Não mexe no que está bonito
No quesito audiovisual, Two Point Museum não se arrisca demais e mantém tudo o que lhe é característico, a começar pelos personagens cartunescos que parecem ter saído de uma mistura entre a obra de Dr. Seuss e as animações da Aardman, analogia que eu já havia feito antes na análise dos jogos anteriores. Espalhafatosos, expressivos e cheios de personalidade, são a alma do jogo e estão sempre surpreendendo em suas ações mais triviais.

Já os ambientes e a cenografia são bem detalhados, com um cuidado especial em minúcias, com direito a incontáveis easter eggs e referências a universos conhecidos. As ambientações são especialmente bem trabalhadas para manter uma identidade sem, contudo, corromper suas especificidades, então você pode cuidar de um museu sobrenatural e outro centrado no mundo aquático e, em cada um, encontrar desafios e surpresas diferentes.
Há alguns probleminhas ocasionais de renderização e pequenos bugs de colisão mais aparentes, mas no geral, há uma boa composição entre cores e formas, com um belo desempenho mesmo quando há literalmente centenas de pequenos eventos em tela.

Por sua vez, o aspecto sonoro é equilibrado, que por vezes se permite a bagunça dos sons saindo de todas as direções e fontes possíveis, mas que na maioria do tempo é agradável, delicado e muito bem mixado. Muito mais do que ruídos disformes, há uma composição harmoniosa, mesmo no caos.
Destaque também para a (mais uma vez) ótima localização de textos, menus e legendas para o nosso idioma, com algumas belas sacadas que conseguem se adaptar bem às nossas gírias, com direito a bons trocadilhos e piadocas com sentido que vão além de uma tradução protocolar.

Conclusão
Magneticamente viciante, Two Point Museum é mais um acerto incontestável da linha que já tem ótimos representantes. Ao somar as burocracias da vida real a elementos alegóricos que se esbaldam nas metáforas visuais e em um humor deliciosamente bobo, o jogo traz o equilíbrio que poucos do gênero conseguem alcançar.
É verdade que ousa pouco em mecânicas de construção e administração, bem como no seu caráter estético, mas o mais-do-mesmo aqui se justifica ao refinar o que já era ótimo, sem reinventar uma roda que já gira perfeitamente bem.

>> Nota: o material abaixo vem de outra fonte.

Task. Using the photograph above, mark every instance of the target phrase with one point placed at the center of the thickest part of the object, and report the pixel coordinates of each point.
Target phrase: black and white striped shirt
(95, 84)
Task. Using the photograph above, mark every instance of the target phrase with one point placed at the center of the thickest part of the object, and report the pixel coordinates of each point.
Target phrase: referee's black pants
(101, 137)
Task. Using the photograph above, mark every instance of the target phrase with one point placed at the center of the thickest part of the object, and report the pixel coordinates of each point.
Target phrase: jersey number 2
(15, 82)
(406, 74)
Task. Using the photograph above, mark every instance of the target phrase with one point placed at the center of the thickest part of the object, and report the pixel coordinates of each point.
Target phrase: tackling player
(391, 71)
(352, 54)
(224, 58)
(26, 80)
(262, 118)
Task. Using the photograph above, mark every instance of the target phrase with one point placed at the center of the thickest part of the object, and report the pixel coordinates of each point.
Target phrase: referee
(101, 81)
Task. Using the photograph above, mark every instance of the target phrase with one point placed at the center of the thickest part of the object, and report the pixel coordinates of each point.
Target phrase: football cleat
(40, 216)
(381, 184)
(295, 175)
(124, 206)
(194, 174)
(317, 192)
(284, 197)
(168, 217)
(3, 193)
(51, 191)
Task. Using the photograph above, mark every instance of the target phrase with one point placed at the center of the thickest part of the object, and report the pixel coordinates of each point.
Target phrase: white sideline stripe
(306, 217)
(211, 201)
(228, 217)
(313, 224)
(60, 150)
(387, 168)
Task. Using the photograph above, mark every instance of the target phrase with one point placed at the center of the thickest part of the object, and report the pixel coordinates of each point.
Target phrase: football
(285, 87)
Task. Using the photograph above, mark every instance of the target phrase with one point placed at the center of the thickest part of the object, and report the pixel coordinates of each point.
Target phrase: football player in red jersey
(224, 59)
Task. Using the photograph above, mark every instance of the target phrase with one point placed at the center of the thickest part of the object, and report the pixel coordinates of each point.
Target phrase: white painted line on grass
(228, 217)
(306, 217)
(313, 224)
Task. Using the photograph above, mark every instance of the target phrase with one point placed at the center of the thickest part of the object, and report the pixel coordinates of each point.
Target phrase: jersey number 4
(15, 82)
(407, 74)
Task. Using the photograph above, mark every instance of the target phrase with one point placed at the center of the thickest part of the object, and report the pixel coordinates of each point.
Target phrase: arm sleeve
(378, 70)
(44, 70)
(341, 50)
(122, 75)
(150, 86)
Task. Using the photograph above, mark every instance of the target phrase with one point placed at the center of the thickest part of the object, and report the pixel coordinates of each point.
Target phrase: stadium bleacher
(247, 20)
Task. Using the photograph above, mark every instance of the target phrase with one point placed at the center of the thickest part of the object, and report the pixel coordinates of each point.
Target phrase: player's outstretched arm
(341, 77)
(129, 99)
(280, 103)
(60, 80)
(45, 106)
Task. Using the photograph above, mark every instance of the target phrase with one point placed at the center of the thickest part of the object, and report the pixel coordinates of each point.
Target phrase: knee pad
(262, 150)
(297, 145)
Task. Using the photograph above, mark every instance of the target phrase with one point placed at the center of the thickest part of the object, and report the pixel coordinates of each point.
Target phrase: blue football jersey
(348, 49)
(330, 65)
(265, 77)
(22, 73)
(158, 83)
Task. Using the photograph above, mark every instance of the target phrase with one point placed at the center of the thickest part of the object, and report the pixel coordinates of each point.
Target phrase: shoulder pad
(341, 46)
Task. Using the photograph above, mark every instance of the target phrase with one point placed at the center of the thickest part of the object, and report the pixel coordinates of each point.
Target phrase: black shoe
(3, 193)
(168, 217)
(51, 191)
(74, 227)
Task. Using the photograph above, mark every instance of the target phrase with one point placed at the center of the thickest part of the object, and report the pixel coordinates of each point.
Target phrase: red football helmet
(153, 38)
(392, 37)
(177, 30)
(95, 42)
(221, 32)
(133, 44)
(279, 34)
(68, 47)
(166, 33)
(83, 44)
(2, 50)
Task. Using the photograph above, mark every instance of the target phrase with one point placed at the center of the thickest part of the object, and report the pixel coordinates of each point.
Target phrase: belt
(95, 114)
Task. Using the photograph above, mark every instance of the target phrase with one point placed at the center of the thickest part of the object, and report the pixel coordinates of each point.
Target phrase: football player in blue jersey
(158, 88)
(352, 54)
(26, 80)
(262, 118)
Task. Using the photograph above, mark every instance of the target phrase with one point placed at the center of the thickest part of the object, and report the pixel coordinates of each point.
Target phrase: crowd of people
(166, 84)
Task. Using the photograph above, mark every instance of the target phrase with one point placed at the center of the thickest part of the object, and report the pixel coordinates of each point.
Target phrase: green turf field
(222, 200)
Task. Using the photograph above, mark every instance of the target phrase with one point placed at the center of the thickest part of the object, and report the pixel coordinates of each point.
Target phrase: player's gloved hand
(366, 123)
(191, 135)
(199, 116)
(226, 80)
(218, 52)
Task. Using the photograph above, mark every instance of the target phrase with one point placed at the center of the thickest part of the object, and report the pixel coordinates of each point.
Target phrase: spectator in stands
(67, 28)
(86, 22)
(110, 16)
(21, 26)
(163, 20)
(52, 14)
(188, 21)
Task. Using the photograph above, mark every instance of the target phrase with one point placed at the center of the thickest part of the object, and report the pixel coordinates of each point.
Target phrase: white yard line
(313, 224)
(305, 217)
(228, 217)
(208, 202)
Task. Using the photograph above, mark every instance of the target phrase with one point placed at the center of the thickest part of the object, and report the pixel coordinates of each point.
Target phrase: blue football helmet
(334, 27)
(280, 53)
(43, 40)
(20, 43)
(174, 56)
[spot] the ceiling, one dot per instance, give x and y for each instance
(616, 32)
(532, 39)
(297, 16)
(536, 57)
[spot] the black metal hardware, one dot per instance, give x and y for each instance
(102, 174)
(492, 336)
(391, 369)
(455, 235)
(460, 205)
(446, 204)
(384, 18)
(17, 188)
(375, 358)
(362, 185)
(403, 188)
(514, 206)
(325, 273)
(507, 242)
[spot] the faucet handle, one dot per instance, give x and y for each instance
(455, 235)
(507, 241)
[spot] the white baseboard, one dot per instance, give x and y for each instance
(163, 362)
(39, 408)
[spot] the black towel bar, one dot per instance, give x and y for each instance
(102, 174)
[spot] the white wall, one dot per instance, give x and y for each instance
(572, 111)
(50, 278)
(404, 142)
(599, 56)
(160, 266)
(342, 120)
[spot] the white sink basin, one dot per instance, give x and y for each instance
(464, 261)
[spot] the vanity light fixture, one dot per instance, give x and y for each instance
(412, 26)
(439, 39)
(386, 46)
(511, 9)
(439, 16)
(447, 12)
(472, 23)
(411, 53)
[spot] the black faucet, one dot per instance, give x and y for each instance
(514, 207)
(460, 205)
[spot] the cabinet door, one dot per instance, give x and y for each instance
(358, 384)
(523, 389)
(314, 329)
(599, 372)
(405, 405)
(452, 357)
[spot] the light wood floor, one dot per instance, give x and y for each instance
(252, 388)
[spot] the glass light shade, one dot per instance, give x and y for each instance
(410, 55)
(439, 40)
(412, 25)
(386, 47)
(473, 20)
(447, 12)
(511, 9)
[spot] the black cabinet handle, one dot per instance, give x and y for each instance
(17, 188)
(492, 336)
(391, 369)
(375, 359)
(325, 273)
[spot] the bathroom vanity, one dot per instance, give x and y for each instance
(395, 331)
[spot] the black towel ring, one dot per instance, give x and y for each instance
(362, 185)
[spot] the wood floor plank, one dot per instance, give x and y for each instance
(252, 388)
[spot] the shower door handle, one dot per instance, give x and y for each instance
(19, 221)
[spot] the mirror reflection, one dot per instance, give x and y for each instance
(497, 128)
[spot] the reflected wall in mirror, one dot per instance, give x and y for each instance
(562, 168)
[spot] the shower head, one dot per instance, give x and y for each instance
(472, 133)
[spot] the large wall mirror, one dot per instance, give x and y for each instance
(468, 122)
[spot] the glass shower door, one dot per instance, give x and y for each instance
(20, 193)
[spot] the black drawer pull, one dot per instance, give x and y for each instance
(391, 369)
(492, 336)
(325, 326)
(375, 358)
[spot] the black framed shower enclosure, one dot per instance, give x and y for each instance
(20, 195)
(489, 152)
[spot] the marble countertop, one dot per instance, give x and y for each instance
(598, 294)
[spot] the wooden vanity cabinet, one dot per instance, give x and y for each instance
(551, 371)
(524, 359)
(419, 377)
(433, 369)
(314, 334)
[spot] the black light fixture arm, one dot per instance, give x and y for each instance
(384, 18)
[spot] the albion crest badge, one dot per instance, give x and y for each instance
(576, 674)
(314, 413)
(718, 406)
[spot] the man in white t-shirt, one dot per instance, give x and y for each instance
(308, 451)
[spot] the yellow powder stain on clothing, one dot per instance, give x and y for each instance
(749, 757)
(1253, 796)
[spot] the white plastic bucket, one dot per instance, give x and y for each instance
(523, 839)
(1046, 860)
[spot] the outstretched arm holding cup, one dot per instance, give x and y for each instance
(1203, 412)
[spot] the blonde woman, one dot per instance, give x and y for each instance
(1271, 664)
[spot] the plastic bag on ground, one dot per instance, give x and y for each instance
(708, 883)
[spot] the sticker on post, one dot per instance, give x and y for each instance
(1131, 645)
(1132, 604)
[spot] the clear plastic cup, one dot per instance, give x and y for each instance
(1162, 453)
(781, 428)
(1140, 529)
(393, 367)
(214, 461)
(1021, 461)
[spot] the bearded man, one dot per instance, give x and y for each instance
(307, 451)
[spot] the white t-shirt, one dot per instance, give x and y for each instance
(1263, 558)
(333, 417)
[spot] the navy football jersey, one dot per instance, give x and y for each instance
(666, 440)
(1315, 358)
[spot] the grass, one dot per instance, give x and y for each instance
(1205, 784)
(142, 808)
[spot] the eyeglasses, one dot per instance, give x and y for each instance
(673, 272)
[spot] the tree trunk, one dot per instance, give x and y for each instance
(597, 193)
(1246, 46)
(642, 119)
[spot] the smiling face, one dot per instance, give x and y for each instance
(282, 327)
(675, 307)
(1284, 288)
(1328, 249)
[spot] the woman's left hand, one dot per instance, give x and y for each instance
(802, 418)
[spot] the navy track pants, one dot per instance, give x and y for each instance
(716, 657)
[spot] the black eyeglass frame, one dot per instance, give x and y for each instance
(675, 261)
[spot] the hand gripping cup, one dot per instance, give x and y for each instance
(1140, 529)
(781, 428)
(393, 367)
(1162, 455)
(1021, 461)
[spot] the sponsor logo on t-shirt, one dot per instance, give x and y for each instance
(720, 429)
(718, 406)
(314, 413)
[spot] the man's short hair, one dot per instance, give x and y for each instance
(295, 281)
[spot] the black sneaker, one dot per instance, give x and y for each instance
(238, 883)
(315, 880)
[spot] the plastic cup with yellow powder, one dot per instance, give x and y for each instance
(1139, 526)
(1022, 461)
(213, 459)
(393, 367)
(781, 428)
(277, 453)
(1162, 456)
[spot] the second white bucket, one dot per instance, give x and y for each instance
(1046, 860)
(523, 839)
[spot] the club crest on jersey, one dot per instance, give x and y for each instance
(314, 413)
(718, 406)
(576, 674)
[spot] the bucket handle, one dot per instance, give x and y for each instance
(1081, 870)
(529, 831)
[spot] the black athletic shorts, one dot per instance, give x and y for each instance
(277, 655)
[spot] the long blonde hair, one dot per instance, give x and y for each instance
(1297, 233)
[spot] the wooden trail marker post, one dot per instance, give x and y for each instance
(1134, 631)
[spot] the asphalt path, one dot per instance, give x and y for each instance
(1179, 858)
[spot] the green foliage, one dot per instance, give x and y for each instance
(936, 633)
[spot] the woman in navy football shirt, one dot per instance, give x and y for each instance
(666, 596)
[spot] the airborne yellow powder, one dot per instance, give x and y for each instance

Considerando a estrutura de expedições como a maior adição em termos de dinâmica, assim como o refinamento de tudo o que já estava bem desenvolvido em seus antecessores, é difícil não considerar que o jogo é sim o melhor da franquia e um dos melhores de todo o segmento, tornando-se uma recomendação obrigatória para fãs de jogos de gerenciamento. Garanto que serão noites e mais noites de diversão no museu.
Two Point Museum está disponível desde o dia 04 de março de 2025 para PC, Playstation 5 e Xbox Series X|S, com som original em inglês e localizado para o português brasileiro em legendas e menus.